Running a museum can be considered from a few angles, a triangulation that pits fiscal responsibility against a commitment to the arts and an educational contract with the public. The fiscal health of a growing art institution is, for the most part, contingent on two sources of revenue: visitor dollars, which only accounts for a small percentage of a museum’s revenue, and the larger piece of the pie: private funding. Fiscal success for a museum is tied to visitor numbers insofar as it is a sign to potential donors that the institution is a vital one.
Despite the influence arts institutions have, directly and indirectly, on a city’s economy, they rely very little on public funding. The MoMA’s previous large-scale expansion, costing nearly $900 million dollars, was bankrolled primarily by trustee donations and other charitable giving, the major source of funding for capital projects. The city contributed a mere $65 million. While for-profit companies finance investment activities by issuing equity, museums in New York have to rely on the kindness of very rich strangers. Ideally, these private interests are balanced by a taut institutional vision that strengthens a museum’s roles as cultural authority and public educator. This balancing act doesn’t always make par, depending on how deeply one believes that museums behave like Robin Hoods, taking from the rich and giving to everyone else. The public is skeptical that museums like the MoMA are accommodating the interests of trustees, their major funders, and not us.
So, in order to compete for donor dollars, to not fall within the fledgling bottom tier, a director’s job to market a museum to visitors—by creating a brand through advertising campaigns, celebrity-architect helmed rebuilds, satellite locations, and identity appraisals, to name a few, all of which shouldn’t compromise an institutional identity but is cohesive enough to attract visitors–is no longer just an option. The question isn’t: to brand or not to brand; it’s how to brand appropriately.
Glenn Lowry has practically patented the use of branding strategies to promote a museum. Lowry has used a visitor- and donor-friendly brand to solidify the MoMA’s superstar status, a must-go for tourists. Under Lowry’s stewardship, the number of visitors to the MoMA has dramatically increased.
“If you look at how many people go to museums,” Stephan Meier, co-author of The Economics of Museums, told Quartz, “it’s a huge part of peoples’ activities but it’s limited to a handful of them. If you’re in Paris, you go to the Louvre.” Trends would suggest that funds for arts and cultural institutions will become more concentrated. It’s a winner-take-all market and certain institutions win out.”
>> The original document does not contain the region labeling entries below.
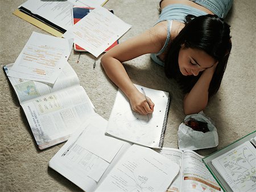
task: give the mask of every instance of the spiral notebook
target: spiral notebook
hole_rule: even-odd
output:
[[[170,103],[169,93],[143,87],[147,96],[155,104],[152,114],[141,115],[134,112],[123,92],[118,89],[109,119],[106,134],[152,148],[163,147]]]

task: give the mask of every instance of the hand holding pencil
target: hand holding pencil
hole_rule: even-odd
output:
[[[130,98],[131,108],[139,114],[146,115],[153,113],[155,104],[151,100],[147,97],[145,91],[142,88],[142,92],[138,92]]]

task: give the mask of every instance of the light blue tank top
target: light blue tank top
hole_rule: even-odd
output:
[[[162,10],[161,14],[159,15],[159,19],[155,25],[159,22],[167,20],[168,22],[167,34],[166,42],[161,50],[158,53],[151,53],[150,54],[151,59],[155,63],[162,66],[164,66],[164,62],[159,59],[158,56],[162,54],[168,46],[171,37],[171,29],[172,20],[175,20],[180,22],[184,23],[185,17],[189,14],[199,16],[207,15],[207,13],[183,4],[170,5]]]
Art historians, on the other hand, shudder when traditional notions governing the role of an art museum require reappraisal.
“In the field, branding sends shimmers down the spine of many classically trained art historians,” the consultant said, “It’s a sort of museum myopia where there is a feeling that the museum is solely for collecting, preserving and exhibiting the art when actually, museums have many businesses now: an identity business, a community business, and a communication business.”
While the Folk Art Museum has suffocated at the hands of its expansion hopes, unable to pay the bill for its ambition, Lowry continues to build his empire, drawing from a bigger and bigger constituency of donors, whose attraction to the museum’s dominance has contributed to a shift in what it takes for museums to stay relevant. The MoMA is no longer apologizing for its existence; it’s justifying its size and power. Others have taken notice. And no one wants to be left behind.